Feature Extraction Based Machine Learning Approach for Bone Cancer Detection
DOI:
https://doi.org/10.51983/ajeat-2023.12.2.3787Keywords:
Segmentation, K-Mean, Feature Extraction, Wavelet Transform, Bone Cancer Detection, Classification, Convolutional Neural NetworkAbstract
Osteosarcoma is a type of cancer that develops in the bones. Though it can happen in any bone, it commonly happens in long bones like the legs and arms. As a result, early detection and categorization of bone cancers have become critical for treating patients. A wavelet-based segmentation algorithm was utilized in this work to detect bone cancers. The segmented bone cancer components were then processed further for categorization.
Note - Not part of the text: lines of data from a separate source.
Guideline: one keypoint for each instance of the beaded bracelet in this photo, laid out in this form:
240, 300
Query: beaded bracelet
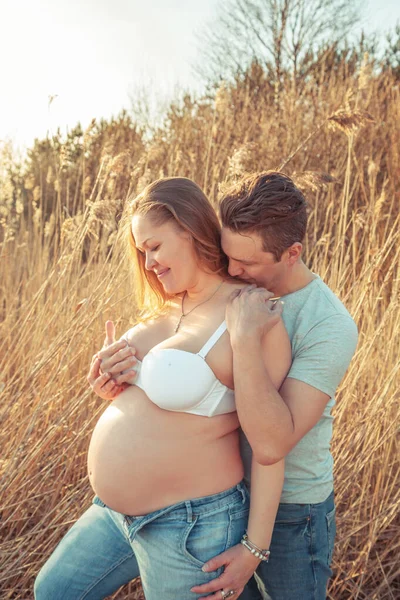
258, 552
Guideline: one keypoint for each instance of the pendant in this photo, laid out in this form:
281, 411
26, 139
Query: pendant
179, 323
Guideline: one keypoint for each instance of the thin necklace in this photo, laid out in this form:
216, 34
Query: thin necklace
192, 309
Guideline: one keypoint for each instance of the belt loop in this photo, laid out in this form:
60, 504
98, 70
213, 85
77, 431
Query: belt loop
240, 487
189, 511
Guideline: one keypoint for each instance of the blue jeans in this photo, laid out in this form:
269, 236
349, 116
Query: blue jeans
105, 549
301, 553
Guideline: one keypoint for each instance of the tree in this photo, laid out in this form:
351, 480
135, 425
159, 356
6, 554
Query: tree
284, 36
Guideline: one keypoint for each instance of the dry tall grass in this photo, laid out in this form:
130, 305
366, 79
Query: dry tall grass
63, 273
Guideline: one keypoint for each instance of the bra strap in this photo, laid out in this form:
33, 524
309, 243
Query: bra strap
213, 340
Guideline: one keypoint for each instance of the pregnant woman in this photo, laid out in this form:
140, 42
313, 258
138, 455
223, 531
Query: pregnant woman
164, 458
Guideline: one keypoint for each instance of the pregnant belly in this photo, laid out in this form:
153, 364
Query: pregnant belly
142, 458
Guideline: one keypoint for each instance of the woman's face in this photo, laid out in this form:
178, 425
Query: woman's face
168, 252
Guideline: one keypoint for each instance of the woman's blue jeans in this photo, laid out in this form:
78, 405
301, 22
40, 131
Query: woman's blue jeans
105, 549
301, 553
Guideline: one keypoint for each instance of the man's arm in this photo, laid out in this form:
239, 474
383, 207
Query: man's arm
276, 424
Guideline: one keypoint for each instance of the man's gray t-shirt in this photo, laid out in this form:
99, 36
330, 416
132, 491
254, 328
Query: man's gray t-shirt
323, 337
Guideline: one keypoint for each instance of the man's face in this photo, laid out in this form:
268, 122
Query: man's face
250, 262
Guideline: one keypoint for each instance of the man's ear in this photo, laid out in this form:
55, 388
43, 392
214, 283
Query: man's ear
293, 253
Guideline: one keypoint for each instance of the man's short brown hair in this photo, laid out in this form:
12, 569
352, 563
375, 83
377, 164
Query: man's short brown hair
269, 204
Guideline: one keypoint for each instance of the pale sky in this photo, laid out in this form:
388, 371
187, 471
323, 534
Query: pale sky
92, 53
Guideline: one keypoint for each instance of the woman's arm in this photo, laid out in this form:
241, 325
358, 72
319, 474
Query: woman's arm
115, 360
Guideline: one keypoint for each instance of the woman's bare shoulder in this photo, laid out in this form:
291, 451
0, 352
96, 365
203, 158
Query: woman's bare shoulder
138, 330
231, 286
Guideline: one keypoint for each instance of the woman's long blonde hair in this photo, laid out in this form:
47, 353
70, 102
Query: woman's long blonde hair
180, 200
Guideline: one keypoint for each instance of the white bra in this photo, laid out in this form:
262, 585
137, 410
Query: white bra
181, 381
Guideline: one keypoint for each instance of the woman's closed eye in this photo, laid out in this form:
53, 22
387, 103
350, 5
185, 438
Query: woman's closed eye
150, 249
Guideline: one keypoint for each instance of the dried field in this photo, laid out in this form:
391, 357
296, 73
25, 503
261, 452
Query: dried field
63, 272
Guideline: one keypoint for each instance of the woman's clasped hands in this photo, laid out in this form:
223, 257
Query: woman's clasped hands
112, 369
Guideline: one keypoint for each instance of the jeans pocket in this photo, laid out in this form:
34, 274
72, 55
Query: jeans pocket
205, 537
330, 519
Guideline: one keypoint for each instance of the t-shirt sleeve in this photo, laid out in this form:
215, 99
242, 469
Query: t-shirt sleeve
325, 353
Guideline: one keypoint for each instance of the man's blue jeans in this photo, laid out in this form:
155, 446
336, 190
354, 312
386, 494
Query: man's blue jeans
301, 553
105, 549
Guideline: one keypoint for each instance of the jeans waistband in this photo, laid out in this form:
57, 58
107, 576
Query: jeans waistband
186, 509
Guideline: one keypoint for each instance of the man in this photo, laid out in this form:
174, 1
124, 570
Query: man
264, 223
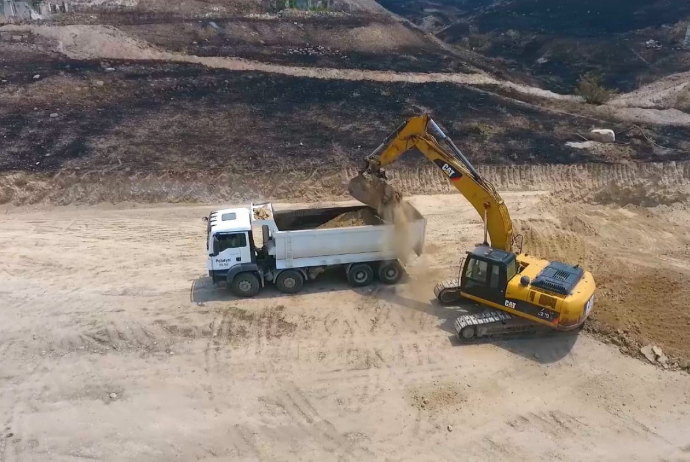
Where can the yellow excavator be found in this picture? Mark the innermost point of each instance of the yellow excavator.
(524, 292)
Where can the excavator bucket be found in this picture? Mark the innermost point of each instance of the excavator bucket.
(373, 191)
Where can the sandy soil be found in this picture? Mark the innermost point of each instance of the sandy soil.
(115, 346)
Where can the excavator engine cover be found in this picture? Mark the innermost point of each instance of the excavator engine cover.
(559, 278)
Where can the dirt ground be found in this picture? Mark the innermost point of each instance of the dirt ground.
(116, 345)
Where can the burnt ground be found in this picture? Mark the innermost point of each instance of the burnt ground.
(553, 43)
(330, 40)
(153, 116)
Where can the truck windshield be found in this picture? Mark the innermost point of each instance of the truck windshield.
(232, 241)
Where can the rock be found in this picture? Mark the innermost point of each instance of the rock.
(648, 353)
(602, 135)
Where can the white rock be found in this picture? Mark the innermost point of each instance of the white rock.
(648, 353)
(603, 135)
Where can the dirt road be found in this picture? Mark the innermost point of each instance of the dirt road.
(115, 346)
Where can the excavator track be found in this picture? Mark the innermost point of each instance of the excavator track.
(486, 325)
(494, 324)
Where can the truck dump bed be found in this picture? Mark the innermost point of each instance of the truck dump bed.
(325, 236)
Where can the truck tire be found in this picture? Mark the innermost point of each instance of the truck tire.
(360, 275)
(290, 281)
(467, 333)
(246, 285)
(390, 272)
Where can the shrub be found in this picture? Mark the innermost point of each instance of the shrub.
(591, 89)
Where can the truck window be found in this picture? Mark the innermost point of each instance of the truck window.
(477, 271)
(232, 241)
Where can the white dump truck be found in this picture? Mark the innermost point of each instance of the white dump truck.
(248, 247)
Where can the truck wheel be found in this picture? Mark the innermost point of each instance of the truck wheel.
(360, 275)
(246, 285)
(390, 272)
(467, 333)
(290, 281)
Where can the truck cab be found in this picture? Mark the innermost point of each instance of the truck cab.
(229, 242)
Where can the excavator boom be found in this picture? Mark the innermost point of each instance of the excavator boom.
(525, 292)
(423, 134)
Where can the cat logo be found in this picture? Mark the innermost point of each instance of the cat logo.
(450, 171)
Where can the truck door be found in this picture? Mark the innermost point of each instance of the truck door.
(484, 279)
(234, 249)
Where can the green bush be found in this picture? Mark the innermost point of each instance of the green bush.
(591, 89)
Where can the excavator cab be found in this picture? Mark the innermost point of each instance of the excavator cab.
(486, 273)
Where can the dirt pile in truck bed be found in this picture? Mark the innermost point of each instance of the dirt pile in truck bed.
(356, 218)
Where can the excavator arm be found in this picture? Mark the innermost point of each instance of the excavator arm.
(423, 134)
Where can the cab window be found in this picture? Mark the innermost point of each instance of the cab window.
(511, 270)
(232, 241)
(477, 271)
(495, 276)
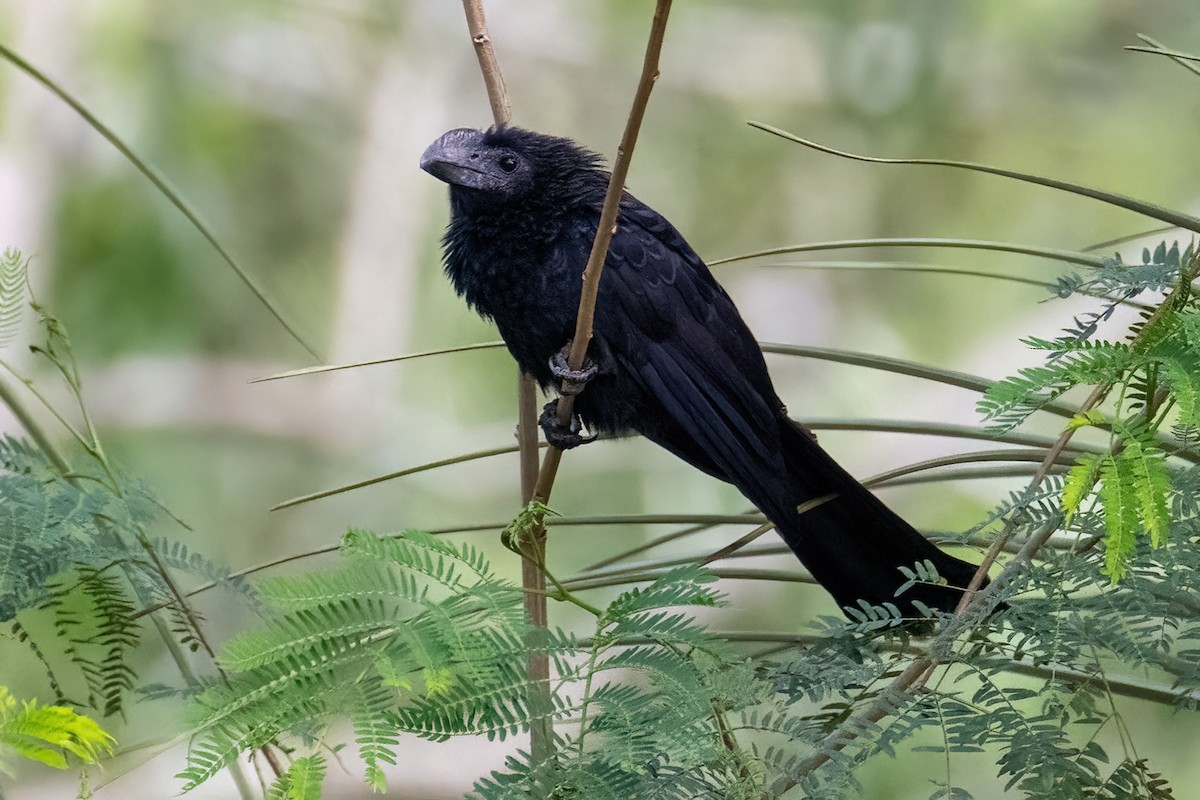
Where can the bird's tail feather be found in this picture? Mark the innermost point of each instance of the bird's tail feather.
(852, 543)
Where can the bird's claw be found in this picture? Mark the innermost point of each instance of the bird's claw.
(571, 382)
(561, 435)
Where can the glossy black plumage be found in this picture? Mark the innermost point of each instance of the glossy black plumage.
(677, 362)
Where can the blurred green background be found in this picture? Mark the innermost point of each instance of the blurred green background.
(294, 127)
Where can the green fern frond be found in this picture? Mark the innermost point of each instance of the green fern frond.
(1120, 515)
(1079, 482)
(685, 585)
(301, 781)
(51, 733)
(12, 294)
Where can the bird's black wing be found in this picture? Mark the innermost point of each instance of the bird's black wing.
(676, 334)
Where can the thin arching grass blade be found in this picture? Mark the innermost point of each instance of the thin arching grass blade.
(1157, 48)
(910, 266)
(402, 473)
(1121, 200)
(161, 184)
(1069, 256)
(336, 367)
The enhanced convolutional neural network (ECNN) classification was employed in this investigation to differentiate between benign and malignant bone cancers. Collect multiple photos and use wavelet transform features to extract a trained classifier model. Sensitivity (97%), Specificity (97%), Precision (98%), Accuracy (97.5%), and F1Score (97.5) are the performance metrics for the ECNN deep learning (DL) algorithm. According to the results, ECNN deep learning beats deep learning methods, including SVM, ANN, and RNN. As a result, the ECNN deep learning technology can be used to diagnose bone cancer more accurately. Based on histology pictures, our enhanced model performs at the cutting edge of detecting osteosarcoma cancer.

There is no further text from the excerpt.